In this book we wish to propose a different, wider and less binary framework for understanding kid power. Our framework is based on three main propositions. The first proposition is that kid power should be understood, not only as zero-sum, with children gaining power at the expense of adults, but also as positive-sum (Haugaard, 2017) with children and adults jointly emerging as potentially more powerful. This interpretation involves a more consensual understanding of power in intergenerational relations, a fuller acknowledgement of interdependency and commonalities between adults and children (Percy-Smith, 2010) and a broader focus on dialogue and collaboration as ‘arenas’ for power, alongside potential conflicts.
The second proposition is that differences of power are not only inter-generational, but also fundamentally intra-generational. To understand kid power, we thus need to incorporate and analyse the diverse responses of different kinds of adults (parents, teachers, policy makers, etc) to children’s actions, and pay close attention to power inequalities between children within and across countries.

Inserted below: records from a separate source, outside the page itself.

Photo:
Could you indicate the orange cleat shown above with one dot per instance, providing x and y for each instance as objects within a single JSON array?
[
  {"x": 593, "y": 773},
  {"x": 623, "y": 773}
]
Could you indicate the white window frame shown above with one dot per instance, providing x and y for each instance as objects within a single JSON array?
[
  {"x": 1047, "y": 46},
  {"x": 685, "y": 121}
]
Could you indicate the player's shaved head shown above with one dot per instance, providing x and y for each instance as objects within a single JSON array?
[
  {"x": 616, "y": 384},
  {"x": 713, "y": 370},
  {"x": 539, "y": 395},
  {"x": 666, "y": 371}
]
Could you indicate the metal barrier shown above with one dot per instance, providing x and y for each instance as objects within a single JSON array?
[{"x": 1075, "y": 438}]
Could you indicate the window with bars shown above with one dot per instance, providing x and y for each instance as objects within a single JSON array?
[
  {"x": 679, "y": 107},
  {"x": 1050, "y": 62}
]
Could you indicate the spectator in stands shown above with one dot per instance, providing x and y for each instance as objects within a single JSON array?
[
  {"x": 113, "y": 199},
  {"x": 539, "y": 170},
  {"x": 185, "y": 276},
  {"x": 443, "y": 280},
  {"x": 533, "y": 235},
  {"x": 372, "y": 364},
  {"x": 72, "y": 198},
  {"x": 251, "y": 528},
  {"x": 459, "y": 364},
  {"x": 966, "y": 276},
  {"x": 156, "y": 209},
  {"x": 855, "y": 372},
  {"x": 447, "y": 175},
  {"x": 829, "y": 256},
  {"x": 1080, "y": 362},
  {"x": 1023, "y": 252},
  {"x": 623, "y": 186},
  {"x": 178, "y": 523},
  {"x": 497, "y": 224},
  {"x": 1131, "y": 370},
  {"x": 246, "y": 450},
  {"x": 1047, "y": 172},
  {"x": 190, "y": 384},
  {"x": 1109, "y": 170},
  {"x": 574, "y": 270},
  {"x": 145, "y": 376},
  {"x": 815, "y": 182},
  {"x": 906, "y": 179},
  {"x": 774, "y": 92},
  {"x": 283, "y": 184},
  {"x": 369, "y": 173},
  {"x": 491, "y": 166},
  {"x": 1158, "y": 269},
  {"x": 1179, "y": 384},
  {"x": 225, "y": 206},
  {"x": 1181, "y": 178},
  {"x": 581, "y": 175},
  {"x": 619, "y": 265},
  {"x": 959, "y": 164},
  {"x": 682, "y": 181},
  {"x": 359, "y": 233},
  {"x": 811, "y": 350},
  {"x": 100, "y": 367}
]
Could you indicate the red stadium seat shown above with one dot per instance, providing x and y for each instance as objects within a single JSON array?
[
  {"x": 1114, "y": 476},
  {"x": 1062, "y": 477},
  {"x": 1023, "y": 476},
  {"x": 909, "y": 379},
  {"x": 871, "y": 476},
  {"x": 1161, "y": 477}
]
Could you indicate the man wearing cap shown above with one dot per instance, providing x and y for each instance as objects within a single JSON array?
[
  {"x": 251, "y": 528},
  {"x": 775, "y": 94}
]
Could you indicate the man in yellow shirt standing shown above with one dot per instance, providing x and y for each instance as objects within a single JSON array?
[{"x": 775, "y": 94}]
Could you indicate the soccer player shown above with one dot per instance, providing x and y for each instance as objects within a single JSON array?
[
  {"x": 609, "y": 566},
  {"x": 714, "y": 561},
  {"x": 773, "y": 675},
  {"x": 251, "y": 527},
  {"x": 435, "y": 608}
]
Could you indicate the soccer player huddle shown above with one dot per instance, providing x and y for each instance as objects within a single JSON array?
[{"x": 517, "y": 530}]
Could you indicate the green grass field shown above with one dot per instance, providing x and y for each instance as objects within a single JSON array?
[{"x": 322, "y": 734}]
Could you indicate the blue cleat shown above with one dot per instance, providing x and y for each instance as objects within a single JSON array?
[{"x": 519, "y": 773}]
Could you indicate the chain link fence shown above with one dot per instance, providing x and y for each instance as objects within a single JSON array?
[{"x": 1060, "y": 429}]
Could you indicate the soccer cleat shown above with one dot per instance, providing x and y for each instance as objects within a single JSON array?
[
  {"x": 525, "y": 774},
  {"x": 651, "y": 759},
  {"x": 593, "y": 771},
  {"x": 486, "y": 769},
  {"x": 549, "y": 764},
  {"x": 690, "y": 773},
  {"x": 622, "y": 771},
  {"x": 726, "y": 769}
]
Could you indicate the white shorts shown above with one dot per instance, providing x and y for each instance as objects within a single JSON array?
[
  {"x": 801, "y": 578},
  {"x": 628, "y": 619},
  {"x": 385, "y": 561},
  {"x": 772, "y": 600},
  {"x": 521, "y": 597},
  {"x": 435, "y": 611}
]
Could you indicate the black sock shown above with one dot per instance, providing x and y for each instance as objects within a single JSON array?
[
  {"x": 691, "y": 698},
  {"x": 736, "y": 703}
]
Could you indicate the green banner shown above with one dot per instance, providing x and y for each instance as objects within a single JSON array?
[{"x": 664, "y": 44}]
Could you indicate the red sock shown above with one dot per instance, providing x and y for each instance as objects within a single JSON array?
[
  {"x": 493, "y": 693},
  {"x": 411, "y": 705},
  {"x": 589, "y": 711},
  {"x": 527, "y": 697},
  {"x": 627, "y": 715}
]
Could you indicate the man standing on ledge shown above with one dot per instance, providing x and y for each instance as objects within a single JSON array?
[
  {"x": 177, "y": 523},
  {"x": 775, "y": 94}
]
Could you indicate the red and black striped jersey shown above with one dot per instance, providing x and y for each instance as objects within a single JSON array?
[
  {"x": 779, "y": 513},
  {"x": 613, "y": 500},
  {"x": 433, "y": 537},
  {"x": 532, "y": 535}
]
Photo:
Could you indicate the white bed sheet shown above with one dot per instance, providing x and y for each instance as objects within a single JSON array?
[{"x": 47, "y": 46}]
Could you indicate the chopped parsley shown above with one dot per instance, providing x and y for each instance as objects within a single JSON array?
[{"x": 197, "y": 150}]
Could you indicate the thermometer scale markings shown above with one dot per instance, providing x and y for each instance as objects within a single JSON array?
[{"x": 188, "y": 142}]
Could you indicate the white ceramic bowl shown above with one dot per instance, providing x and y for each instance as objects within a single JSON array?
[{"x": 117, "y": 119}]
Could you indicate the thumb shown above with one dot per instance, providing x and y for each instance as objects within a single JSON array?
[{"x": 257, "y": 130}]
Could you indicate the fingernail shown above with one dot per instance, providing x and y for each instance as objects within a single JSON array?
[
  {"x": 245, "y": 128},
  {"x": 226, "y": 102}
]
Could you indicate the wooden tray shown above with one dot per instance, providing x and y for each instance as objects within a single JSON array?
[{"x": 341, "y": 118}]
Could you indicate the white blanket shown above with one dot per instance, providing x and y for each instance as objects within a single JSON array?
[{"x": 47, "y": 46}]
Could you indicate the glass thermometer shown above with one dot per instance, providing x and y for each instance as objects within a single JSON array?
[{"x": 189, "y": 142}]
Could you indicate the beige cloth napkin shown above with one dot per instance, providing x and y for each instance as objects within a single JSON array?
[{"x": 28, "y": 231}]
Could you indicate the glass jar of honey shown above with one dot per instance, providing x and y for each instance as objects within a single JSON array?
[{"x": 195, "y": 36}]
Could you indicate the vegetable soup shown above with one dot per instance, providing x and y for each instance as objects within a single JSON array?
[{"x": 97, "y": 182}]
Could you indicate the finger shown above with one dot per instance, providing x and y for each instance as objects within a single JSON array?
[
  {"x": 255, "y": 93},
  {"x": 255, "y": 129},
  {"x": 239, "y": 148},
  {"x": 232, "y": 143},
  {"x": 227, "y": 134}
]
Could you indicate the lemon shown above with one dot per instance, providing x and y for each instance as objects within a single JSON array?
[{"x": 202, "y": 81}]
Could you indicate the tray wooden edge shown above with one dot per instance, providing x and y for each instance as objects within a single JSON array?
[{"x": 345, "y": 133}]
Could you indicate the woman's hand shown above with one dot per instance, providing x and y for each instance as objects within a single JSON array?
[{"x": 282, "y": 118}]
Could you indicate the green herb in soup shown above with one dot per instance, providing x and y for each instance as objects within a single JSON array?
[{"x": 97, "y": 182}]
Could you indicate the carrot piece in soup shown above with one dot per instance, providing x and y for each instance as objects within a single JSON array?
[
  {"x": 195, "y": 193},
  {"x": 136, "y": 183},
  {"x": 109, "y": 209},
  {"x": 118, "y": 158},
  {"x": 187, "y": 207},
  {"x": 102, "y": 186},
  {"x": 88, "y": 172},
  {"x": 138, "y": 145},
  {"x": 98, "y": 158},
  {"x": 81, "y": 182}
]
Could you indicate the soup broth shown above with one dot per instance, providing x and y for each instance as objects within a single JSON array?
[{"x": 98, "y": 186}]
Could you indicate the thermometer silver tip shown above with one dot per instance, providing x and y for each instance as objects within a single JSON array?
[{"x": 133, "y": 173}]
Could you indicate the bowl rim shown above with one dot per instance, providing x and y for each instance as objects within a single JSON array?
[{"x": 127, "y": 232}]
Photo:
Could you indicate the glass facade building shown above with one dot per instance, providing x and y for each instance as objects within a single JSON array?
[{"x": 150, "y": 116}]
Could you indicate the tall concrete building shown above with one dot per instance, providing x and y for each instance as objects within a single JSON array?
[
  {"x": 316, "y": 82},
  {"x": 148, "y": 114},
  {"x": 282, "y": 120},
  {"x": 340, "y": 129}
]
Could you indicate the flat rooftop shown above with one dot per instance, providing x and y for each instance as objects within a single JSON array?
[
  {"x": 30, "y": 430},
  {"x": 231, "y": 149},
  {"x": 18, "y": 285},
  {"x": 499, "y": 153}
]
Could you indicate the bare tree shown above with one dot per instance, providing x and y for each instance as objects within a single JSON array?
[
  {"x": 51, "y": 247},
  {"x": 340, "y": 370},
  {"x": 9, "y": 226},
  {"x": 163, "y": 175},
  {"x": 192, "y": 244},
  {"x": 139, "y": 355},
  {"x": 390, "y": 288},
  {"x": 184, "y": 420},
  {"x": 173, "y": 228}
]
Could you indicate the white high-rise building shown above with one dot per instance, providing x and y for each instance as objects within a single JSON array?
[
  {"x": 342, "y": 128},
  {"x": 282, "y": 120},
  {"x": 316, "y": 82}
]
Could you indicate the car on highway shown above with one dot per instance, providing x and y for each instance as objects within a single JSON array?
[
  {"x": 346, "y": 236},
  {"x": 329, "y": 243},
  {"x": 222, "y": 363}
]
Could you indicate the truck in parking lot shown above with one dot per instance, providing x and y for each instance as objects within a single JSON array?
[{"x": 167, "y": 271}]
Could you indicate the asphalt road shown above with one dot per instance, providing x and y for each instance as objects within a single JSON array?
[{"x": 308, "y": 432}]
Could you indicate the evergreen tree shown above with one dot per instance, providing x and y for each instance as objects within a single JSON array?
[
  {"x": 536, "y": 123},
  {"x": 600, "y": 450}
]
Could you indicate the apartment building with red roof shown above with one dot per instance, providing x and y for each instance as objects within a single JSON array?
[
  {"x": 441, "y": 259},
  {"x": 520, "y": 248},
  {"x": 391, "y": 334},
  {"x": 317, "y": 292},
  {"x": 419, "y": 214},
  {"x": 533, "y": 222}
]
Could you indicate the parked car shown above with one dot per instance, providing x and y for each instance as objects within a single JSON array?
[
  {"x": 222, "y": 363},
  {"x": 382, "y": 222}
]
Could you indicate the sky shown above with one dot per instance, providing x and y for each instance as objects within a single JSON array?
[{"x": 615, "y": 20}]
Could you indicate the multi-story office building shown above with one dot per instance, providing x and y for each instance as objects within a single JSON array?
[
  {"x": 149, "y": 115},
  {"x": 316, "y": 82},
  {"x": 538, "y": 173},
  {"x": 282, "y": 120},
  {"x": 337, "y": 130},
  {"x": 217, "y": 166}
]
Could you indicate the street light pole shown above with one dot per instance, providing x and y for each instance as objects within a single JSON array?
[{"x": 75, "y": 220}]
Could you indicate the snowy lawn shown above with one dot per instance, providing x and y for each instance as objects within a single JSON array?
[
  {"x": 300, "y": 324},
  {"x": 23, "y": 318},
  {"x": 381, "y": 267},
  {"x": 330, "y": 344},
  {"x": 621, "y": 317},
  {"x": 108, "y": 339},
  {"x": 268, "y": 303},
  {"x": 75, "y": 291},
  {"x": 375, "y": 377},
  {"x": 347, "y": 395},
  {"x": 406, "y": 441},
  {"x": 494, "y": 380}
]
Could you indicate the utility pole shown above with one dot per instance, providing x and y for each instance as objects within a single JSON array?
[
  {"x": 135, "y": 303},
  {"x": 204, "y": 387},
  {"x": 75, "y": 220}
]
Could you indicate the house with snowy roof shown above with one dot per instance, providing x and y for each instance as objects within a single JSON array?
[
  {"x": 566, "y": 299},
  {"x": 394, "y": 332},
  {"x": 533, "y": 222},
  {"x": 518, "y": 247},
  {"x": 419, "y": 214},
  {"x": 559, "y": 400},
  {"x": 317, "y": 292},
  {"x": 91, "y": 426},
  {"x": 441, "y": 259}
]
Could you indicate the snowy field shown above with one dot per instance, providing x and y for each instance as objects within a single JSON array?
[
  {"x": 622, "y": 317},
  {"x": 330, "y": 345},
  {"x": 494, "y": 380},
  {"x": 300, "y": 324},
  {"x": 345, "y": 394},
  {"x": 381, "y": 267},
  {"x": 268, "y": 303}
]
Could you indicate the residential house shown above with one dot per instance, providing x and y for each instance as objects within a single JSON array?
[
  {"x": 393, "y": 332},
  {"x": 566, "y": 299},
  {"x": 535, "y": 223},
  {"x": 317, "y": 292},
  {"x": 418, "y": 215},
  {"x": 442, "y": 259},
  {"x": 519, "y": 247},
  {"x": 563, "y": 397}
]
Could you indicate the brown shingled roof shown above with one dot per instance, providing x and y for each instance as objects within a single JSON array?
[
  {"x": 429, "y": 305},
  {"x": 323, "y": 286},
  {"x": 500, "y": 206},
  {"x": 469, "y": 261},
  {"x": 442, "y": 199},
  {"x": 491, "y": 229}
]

Finally, the third proposition presented in the book is that kid power is multi-dimensional and needs to be analysed as such. Discussions about the presumed increased levels of kid power, both amongst those who frame it as a ‘positive’ and those who see it as more ‘negative’, tend to predominantly focus on children participating in or making decisions, and exercising their power by ‘having a voice’. Drawing on theories of power, this element however only represents one dimension or ‘face’ of power (Bachrach and Baratz, 1979; Lukes, 2005) and may obscure more covert dimensions of power.